Maternal and cohort effects modulate offspring responses to multiple stressors

Current concerns about climate change has led to intensive research attempting to understand how climate driven stressors affect the performance of organisms, in particular on offspring of many invertebrate and fish. Although stressors are likely to act on several stages of the life cycle, little is known about their action across life phases, for instance how multiple stressors experienced simultaneously in the maternal environment can modulate the responses to the same stressors operating in the offspring environment. Here, we study how performance of offspring of a marine invertebrate (shore crab Carcinus maenas) in response to two stressors (temperature and salinity) changes if the same stressors are experienced at the time of embryogenesis in cohorts of mothers breeding eggs at different seasons.

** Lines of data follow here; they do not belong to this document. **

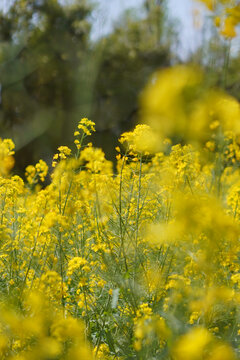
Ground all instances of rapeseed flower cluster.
[0,7,240,354]
[197,0,240,39]
[0,102,240,360]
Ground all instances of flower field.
[0,1,240,360]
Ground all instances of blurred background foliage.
[0,0,240,173]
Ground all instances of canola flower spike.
[0,105,240,360]
[0,138,15,176]
[197,0,240,39]
[141,65,240,149]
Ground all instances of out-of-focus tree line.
[0,0,240,172]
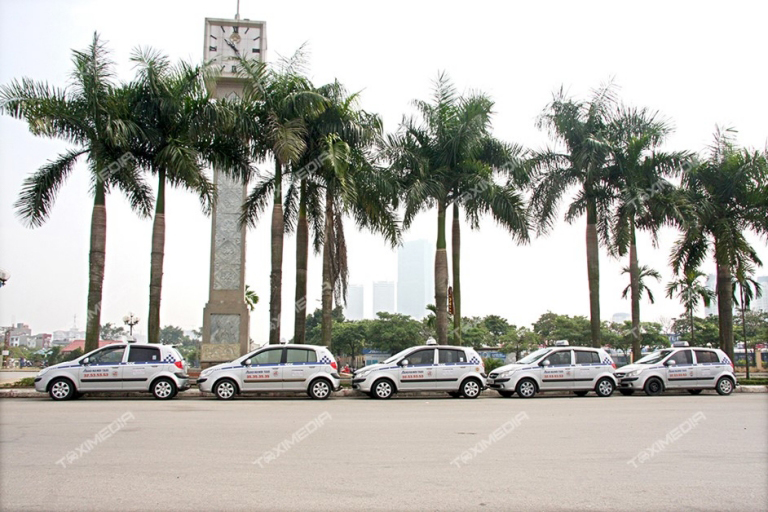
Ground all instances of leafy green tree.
[501,326,542,361]
[483,315,513,345]
[331,320,371,361]
[531,85,615,347]
[671,315,720,347]
[0,34,152,351]
[383,74,528,345]
[671,129,768,359]
[61,348,83,362]
[309,81,400,346]
[160,325,190,345]
[130,49,250,343]
[239,49,326,344]
[608,107,690,360]
[667,270,714,345]
[533,311,602,346]
[368,311,425,354]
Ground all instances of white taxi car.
[487,345,616,398]
[616,347,737,395]
[352,344,485,398]
[197,344,341,400]
[35,343,189,400]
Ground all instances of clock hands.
[224,39,240,57]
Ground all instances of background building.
[373,281,395,317]
[397,240,435,320]
[344,284,365,320]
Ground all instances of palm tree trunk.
[293,180,309,343]
[587,199,601,348]
[690,302,696,347]
[629,222,642,361]
[451,203,461,345]
[739,285,757,378]
[147,170,165,343]
[320,190,335,347]
[269,159,284,345]
[84,180,107,352]
[435,201,448,345]
[715,251,734,361]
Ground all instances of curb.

On average, offspring responses were antagonistic: high temperature mitigated the negative effects of low salinity on survival. However, the magnitude of the response was modulated by the temperature and salinity conditions experienced by egg-carrying mothers. Performance also varied among cohorts, suggesting a role for genetic variation, and/or maternal conditions prior to fertilisation. We speculate that similar maternal effects may occur in other brooding organisms, as a consequence of anthropogenic modification of the environment. Methods Berried females collected in two seasons (SEASON) were kept in 4 treatments (2 EMBRYONIC SALINITY x 2 EMBRYONIC TEMPERATURE). After embryonic development was completed and larvae hatched, they were distributed in 6 treatments (2 LARVAL SALINITY x 3 LARVAL TEMPERATURE). Survival and developmental time  of the first stage was determined. Survival data (proportion) were first adjusted using the equation p’= [p(n-1)/n+0.5]/n, (n=10 individuals) and then analysed after logistic (= logit) transformation39, following Griffen et al. 2016. For survival, we applied a five-way factorial model containing embryonic salinity (ES), embryonic temperature (ET), larval salinity (LS), larval temperature (LT) and season (S). The duration of development was analysed using the data corresponding to the larvae reared in seawater because we had high mortality rates at a lower salinity of 20 PSU (see Results). The starting model was reduced to a four-way factorial model (the factor “larval salinity”, LS, was dropped), keeping female (F) as a random factor.